Türkiye’nin “tarihi” öneme sahip, “milat” değerinde seçimleri olmuştur. AK Parti’ye de böyle seçimleri kazanmak nasip oldu. Ama kazanılan her seçim o değeri taşımaz. AK Parti ve Erdoğan, özellikle son birkaç seçimi -daha çok 2011 sonrası seçimleri- bu şekilde isimlendirmekte cömert davrandı. İşler kötüye gittikçe, seçimi atfedilen önem ve sıfatların sayısı da arttı. İktidarı koruma kaygısı derinleştikçe, seçim daha önce hiç akla gelmeyen birtakım kavramları taşıyan bir kutsallık kazandı. Başlangıçta yatırım, kalkınma, iyi bir ekonomi, hukuk ve özgürlük vaadinin aracı olan sandık, giderek ülkenin bekasının, dış güçlerle mücadelenin, karanlık odaklarla kapışmanın sembolü haline geldi. İnsanlar da buna kolaylıkla inandı. Türkiye kötüye gittikçe, içeride fakirleşme yaygınlaştıkça, dünyada itibar azaldıkça ve yozlaşma her tarafı tuttukça bütün bunların aslında bir dış güç komplosu olduğuna inanan büyük bir kitle, her seçime tarihi önem duygusuyla sarıldı.

Bugün, 14 Mayıs’a giderken iktidar artık, “Bu seçim milat… Bu seçim tarihi öneme sahip” sloganlarını söylemiyor ya da eskisi kadar tekrarlamıyor. Belli ki “milat” lafını duymak artık iktidarı da rahatsız ediyor. İnandırıcı gelmiyor ve seçmene bir kez daha söylemesi de bir hayli zor… En sadık seçmen bile “Yine mi milat, yine mi tarih vesaire” diyecek kadar bezgin. Zira, bunu son duyduğu günün üzerinden beş sene geçti ve o günden bugüne işler de hiç yolunda gitmedi. “Milat” bir seçim kampanyasında artık itici ve tersine etki yaratabilecek bir kelimedir. Milat mı kalsın!

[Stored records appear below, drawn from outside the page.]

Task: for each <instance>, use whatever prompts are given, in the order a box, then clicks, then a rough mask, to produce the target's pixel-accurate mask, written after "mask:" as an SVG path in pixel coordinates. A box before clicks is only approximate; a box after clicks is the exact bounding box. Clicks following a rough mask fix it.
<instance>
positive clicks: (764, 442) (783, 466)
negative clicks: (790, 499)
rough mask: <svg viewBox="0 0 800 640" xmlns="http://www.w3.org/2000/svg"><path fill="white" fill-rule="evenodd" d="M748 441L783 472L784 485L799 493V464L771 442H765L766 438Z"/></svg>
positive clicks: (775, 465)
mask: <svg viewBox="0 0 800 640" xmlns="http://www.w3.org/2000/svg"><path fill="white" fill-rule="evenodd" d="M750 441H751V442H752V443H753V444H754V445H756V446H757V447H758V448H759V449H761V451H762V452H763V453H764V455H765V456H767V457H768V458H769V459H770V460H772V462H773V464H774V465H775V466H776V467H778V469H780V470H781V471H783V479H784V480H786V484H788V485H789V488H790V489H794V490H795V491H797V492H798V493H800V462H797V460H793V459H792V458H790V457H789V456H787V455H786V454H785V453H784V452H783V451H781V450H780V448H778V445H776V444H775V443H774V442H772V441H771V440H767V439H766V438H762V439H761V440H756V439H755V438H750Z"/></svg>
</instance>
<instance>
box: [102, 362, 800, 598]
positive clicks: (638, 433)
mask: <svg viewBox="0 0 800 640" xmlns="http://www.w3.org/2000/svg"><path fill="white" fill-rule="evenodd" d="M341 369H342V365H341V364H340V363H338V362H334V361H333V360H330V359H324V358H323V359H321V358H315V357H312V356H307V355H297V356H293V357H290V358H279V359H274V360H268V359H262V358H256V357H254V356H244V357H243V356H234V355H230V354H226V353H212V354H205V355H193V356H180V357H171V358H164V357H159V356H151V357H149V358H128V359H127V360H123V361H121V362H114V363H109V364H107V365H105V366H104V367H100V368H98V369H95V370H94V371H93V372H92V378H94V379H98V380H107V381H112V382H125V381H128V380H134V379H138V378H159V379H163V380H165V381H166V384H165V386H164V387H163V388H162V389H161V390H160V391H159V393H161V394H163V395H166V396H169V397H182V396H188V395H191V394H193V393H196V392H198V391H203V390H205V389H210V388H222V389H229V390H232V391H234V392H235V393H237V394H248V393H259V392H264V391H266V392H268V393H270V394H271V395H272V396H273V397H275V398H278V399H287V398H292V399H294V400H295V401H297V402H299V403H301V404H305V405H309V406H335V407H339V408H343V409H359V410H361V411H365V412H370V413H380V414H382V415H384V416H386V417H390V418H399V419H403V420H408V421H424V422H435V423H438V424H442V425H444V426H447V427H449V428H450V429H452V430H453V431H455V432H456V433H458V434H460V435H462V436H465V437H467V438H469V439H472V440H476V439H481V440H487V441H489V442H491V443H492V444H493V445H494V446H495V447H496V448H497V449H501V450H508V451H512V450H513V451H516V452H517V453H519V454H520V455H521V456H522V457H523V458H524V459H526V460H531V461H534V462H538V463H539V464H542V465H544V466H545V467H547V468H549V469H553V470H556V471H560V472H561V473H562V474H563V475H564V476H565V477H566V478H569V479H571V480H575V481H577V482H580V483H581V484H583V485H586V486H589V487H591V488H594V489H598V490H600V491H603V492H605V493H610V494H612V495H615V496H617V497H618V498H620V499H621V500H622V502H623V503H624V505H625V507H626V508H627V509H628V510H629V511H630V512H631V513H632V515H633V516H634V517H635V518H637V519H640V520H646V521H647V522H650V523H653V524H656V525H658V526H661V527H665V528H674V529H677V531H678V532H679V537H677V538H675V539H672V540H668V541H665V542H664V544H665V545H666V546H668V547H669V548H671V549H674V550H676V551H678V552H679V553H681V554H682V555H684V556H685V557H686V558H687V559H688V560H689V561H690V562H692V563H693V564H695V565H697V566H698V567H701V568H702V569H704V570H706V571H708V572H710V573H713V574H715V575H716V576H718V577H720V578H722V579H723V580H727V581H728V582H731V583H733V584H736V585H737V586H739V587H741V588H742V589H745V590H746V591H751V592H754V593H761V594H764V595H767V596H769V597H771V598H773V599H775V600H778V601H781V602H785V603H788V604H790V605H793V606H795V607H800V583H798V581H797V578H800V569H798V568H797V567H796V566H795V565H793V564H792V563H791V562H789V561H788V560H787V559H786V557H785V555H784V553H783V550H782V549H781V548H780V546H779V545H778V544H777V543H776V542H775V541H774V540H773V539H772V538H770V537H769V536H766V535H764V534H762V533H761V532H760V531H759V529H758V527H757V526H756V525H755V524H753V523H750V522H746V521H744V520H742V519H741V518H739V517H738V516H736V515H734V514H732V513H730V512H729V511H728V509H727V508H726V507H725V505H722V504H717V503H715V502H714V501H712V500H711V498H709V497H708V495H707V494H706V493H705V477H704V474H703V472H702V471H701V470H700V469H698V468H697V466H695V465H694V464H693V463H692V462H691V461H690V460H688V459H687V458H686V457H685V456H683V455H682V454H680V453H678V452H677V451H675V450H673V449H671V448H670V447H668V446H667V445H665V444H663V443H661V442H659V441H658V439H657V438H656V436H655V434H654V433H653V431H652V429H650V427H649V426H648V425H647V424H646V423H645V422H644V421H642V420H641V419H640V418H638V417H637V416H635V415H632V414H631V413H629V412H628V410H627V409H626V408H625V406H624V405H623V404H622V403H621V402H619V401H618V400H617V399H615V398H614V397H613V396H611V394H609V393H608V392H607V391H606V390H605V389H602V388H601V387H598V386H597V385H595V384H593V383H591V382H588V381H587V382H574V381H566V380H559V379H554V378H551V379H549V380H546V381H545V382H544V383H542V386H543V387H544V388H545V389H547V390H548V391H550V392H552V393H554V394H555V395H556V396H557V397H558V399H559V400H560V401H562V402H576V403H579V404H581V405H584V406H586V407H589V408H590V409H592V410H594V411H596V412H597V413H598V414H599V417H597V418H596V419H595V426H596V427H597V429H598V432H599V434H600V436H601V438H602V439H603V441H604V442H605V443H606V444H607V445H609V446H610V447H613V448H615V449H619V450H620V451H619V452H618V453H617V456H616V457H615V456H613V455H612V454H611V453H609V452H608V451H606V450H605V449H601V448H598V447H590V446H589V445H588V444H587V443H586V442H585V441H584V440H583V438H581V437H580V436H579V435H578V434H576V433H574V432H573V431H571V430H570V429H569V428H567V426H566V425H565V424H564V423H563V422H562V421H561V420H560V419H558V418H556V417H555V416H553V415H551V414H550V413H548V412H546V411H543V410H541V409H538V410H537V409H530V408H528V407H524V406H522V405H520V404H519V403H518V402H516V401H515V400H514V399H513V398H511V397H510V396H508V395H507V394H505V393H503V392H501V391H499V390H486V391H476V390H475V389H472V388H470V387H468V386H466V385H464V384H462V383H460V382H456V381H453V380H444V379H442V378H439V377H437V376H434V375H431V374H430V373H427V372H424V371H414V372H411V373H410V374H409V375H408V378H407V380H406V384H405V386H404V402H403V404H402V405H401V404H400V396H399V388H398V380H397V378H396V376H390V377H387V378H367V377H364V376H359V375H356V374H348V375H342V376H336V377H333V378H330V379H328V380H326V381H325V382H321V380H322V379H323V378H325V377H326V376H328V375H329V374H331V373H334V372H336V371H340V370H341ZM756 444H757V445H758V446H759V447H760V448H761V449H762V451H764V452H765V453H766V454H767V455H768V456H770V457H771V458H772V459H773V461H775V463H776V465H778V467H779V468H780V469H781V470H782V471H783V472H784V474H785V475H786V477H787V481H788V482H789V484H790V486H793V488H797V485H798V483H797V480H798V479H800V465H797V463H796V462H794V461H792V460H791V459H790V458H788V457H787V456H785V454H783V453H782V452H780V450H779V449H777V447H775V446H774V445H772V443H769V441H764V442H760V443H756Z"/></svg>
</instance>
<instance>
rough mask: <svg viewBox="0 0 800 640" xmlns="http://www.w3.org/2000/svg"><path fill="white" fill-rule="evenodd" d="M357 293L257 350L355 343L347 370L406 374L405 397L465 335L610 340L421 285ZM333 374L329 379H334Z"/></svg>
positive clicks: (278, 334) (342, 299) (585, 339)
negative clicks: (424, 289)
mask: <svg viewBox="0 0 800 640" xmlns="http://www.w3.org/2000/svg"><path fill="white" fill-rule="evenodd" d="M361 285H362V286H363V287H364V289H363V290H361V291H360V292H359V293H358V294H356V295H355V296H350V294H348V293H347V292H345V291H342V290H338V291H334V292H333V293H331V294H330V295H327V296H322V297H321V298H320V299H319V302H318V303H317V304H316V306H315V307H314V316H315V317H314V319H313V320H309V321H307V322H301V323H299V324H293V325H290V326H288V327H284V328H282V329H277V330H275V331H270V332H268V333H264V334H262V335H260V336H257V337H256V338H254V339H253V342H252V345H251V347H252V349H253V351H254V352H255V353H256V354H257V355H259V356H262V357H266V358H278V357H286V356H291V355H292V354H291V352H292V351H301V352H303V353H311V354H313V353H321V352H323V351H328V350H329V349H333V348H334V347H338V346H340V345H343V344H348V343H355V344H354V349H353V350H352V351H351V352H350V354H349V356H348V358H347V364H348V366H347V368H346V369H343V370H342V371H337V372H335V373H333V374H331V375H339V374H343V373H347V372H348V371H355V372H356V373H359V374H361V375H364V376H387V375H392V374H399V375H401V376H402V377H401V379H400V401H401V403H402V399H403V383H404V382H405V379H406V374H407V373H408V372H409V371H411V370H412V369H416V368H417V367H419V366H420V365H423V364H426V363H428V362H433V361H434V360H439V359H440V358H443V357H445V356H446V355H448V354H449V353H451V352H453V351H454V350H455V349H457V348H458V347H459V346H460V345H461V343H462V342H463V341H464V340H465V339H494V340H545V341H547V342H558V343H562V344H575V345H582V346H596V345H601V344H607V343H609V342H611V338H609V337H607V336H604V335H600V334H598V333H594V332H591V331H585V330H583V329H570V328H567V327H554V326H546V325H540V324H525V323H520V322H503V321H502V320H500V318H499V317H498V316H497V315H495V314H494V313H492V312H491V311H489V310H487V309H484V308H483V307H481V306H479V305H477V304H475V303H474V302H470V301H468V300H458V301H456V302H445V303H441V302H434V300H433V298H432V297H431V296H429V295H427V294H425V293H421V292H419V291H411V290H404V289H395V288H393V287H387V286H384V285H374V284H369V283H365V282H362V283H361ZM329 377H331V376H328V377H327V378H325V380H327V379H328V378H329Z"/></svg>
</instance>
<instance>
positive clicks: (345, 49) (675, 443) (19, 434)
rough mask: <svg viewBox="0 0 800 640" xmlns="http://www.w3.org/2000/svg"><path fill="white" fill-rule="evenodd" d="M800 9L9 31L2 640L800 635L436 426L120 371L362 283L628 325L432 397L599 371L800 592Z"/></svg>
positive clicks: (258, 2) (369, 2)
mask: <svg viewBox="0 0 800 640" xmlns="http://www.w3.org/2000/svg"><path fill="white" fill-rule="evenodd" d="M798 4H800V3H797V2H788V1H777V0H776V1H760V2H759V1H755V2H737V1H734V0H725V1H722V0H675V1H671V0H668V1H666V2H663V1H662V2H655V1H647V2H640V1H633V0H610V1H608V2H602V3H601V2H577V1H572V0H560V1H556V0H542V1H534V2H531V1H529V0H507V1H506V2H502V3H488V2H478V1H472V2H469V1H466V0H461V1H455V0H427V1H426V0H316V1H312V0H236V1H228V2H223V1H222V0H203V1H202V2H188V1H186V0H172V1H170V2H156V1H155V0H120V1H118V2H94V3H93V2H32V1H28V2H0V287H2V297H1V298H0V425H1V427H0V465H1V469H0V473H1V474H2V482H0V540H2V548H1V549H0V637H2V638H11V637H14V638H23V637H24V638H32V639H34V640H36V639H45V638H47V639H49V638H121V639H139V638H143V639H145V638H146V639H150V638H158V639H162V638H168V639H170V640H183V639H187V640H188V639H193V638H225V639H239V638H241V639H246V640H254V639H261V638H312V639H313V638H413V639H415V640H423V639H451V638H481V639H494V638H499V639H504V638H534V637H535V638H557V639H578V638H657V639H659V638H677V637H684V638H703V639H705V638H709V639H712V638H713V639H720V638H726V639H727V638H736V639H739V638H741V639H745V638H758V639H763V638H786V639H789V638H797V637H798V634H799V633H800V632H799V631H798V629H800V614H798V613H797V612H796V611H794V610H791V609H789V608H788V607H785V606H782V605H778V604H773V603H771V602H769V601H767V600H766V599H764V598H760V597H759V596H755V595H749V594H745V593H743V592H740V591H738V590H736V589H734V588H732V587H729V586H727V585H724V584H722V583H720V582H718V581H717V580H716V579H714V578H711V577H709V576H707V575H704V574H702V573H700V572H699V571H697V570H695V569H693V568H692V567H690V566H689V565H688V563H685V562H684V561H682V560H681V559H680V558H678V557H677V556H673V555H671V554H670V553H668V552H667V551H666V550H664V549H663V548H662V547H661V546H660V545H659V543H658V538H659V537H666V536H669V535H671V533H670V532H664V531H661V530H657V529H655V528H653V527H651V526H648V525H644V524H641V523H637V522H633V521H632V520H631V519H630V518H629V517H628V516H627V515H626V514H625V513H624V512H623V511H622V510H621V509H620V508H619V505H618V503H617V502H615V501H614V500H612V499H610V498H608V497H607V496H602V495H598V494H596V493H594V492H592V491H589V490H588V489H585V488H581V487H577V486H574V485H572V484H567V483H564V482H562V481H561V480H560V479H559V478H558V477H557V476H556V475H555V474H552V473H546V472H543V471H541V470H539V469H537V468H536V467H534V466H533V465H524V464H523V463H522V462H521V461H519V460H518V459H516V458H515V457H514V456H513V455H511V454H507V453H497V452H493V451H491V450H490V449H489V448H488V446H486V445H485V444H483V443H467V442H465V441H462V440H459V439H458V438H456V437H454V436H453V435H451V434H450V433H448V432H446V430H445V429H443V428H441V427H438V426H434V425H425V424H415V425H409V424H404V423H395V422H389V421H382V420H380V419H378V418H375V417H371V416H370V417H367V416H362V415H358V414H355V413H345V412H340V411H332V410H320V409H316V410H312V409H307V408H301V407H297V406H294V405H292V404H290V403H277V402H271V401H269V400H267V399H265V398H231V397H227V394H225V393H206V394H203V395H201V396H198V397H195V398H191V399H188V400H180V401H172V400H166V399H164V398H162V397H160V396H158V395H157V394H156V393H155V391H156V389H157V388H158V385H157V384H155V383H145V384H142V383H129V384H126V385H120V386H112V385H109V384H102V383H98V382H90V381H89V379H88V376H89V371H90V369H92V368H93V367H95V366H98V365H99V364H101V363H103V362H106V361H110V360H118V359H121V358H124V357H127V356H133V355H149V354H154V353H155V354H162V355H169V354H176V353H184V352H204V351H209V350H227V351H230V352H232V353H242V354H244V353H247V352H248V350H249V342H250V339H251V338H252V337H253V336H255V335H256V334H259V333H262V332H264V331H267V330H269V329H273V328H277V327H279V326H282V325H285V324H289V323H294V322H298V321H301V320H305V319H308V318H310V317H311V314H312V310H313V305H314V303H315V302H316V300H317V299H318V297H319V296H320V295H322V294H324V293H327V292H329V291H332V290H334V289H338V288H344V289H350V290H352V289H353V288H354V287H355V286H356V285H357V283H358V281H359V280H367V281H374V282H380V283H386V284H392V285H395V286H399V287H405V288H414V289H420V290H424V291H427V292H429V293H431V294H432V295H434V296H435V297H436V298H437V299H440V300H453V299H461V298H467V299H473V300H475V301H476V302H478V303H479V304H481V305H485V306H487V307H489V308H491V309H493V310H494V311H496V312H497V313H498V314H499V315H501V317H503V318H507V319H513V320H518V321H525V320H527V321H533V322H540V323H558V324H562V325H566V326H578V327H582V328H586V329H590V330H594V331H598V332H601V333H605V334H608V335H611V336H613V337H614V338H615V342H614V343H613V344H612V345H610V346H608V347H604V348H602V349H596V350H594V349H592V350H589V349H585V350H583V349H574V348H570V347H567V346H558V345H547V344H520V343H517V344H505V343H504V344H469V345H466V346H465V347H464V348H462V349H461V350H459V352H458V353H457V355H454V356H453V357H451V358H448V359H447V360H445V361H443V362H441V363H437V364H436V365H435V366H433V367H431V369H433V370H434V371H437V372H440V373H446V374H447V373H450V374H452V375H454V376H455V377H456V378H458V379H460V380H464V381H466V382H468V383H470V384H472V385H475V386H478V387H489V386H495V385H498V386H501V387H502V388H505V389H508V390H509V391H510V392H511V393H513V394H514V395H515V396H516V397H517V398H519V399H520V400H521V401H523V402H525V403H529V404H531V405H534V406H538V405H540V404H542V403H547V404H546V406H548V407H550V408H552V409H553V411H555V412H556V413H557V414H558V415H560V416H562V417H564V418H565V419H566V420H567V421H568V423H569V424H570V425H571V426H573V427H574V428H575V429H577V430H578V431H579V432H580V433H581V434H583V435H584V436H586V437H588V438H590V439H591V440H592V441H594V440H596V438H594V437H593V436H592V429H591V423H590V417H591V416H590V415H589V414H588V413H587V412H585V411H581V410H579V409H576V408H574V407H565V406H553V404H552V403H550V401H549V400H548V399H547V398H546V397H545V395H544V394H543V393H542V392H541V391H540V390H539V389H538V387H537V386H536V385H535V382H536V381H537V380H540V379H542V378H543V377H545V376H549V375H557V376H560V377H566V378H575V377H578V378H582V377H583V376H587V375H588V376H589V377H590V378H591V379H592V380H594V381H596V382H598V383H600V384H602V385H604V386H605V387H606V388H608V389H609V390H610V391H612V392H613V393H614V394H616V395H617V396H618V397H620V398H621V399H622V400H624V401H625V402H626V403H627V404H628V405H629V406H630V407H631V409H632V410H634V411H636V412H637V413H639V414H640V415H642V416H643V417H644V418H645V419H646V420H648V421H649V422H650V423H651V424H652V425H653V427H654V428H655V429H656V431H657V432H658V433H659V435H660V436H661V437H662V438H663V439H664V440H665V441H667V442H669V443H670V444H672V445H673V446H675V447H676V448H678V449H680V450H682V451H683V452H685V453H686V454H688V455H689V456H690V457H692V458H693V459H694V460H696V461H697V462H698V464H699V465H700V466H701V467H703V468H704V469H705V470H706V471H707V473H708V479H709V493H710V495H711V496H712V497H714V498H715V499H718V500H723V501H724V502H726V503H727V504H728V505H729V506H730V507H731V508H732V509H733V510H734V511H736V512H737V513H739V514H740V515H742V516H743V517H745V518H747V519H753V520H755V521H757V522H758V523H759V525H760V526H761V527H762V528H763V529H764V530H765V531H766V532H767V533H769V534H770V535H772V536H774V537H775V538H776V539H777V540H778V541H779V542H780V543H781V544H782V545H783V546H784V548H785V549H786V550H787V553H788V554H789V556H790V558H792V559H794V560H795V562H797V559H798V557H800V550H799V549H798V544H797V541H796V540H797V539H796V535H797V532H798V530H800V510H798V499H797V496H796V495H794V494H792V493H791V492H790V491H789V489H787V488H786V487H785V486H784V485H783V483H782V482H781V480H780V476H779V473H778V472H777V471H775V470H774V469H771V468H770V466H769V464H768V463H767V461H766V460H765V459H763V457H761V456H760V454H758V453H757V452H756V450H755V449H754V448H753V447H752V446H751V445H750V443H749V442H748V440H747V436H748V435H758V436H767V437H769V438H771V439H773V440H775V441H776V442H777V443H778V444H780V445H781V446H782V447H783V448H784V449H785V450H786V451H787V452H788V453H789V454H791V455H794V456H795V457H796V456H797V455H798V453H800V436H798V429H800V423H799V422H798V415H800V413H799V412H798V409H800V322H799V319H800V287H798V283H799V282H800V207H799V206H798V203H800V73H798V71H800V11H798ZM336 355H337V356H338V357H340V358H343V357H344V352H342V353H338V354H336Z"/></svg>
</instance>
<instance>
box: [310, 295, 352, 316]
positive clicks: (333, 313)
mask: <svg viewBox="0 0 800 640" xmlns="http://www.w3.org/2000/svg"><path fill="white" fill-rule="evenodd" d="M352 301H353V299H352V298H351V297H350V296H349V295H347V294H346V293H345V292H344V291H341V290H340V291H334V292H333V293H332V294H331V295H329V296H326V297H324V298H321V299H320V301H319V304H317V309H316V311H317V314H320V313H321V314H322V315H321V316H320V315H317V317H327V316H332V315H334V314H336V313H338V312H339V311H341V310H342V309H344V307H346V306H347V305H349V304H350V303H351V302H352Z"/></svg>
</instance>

Oysa, adını öyle koymasak bile bu seçim belki de uzun süredir ilk kez milat değerini taşıyan ilk seçim… Türkiye’nin değişime olan ihtiyacı o kadar birikmiş durumda ve ülke bu haliyle bir adım daha gidemeyecek kadar yılgın ve yorgun ki… Tam güçlü bir değişim ortamı. “Değişim” 14 Mayıs sandığında “milat”a karşı yarışacak.

14 Mayıs sandığı üzerinde biriken beklentiler, daha öncekilerle kıyaslanmayacak kadar ağır ve hassastır. Muhalefet değişimin gücü ve mahiyeti konusunda hala iyi bir sunum yapamıyor ama galiba onları tembelleştiren şey de iktidarın kötü olması. AK Parti, tıpkı “milat” kelimesi gibi kendi ağzından dökülecek “Yeni bir Türkiye” vaadinin de sıkıcı olacağını görmüş olmalı; bütün gücünü seçim ekonomisine hasrediyor. Seçim ekonomisi ve popülizm de Türkiye’yi bugünkü kötü duruma ve yönetilemez noktaya getiren yanlış kararlara yenilerini eklemekten başka anlam taşımıyor. İktidar için belki öyle belki değil ama başka çare yok! Bu saatten sonra makul ve mantıklı olmak hem mümkün değil hem işe yaramaz. O halde, elde devlet imkanı varken verebildiğin kadarını ver. Sonrası Allah Kerim…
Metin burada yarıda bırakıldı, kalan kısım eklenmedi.